A home care client is scheduled for dialysis. He asks the nurse if he should take his antihypertensive medication before going for dialysis. How should the nurse respond?
- A. He should take all regularly scheduled medications.
- B. Antihypertensives should not be taken before dialysis because the blood pressure drops during dialysis.
- C. He should check with the physician because it varies from person to person.
- D. He should take it with him and take it if his blood pressure rises during the treatment.
Correct Answer: B
Rationale: Antihypertensives are often held before dialysis to prevent hypotension, as dialysis can lower blood pressure. Routine administration, physician checks, or conditional dosing are less appropriate.
An adult client who is ambulating in the corridor with the nurse becomes dizzy and faint. What should the nurse do at this time?
- A. Have her put her head between her legs
- B. Quickly go to get help
- C. Guide her to a chair in the corridor and ease her into it
- D. Encourage the client to walk faster
Correct Answer: C
Rationale: Guiding the client to a chair prevents falls and ensures safety during dizziness. Head positioning, seeking help, or faster walking are unsafe or impractical.

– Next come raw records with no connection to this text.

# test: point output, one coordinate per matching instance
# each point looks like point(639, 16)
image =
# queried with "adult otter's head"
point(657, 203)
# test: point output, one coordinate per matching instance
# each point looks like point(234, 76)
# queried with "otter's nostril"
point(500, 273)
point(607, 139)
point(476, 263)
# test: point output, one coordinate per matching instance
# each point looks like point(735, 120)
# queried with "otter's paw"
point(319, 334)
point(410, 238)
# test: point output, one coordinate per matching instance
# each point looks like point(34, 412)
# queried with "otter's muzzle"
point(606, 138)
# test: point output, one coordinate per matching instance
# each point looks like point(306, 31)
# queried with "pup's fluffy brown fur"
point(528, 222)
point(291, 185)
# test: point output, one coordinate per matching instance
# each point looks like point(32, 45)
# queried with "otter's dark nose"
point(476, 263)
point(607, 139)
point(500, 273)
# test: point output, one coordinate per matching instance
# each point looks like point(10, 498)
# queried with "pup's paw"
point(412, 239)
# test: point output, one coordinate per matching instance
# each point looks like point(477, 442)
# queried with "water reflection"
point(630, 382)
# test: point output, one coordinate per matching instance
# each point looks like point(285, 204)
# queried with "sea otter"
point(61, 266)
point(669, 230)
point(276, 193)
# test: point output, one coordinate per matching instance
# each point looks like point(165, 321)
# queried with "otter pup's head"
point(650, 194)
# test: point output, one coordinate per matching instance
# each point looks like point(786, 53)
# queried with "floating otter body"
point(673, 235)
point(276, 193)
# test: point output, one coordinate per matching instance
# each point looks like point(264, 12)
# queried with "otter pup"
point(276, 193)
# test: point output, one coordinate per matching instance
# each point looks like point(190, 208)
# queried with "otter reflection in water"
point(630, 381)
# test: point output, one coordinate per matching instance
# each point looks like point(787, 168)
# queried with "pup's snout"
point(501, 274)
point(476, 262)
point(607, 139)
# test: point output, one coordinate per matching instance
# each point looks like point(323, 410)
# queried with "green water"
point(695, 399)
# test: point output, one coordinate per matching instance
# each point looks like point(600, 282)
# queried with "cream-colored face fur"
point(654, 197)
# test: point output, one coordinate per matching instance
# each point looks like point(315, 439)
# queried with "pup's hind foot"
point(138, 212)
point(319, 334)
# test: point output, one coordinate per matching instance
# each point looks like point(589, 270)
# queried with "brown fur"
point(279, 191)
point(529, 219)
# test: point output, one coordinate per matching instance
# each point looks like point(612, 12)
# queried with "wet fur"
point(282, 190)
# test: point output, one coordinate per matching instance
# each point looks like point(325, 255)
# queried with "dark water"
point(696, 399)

The nurse is explaining the effects of cocaine abuse to a pregnant client. Which of the following must the nurse understand as a basis for teaching?
- A. Cocaine use can cause fetal growth retardation
- B. The drug has been linked to neural tube defects
- C. Newborn withdrawal generally occurs immediately after birth
- D. Breast feeding promotes positive parenting behaviors
Correct Answer: A
Rationale: Cocaine is vasoconstrictive, and this effect in the placental vessels causes fetal growth retardation.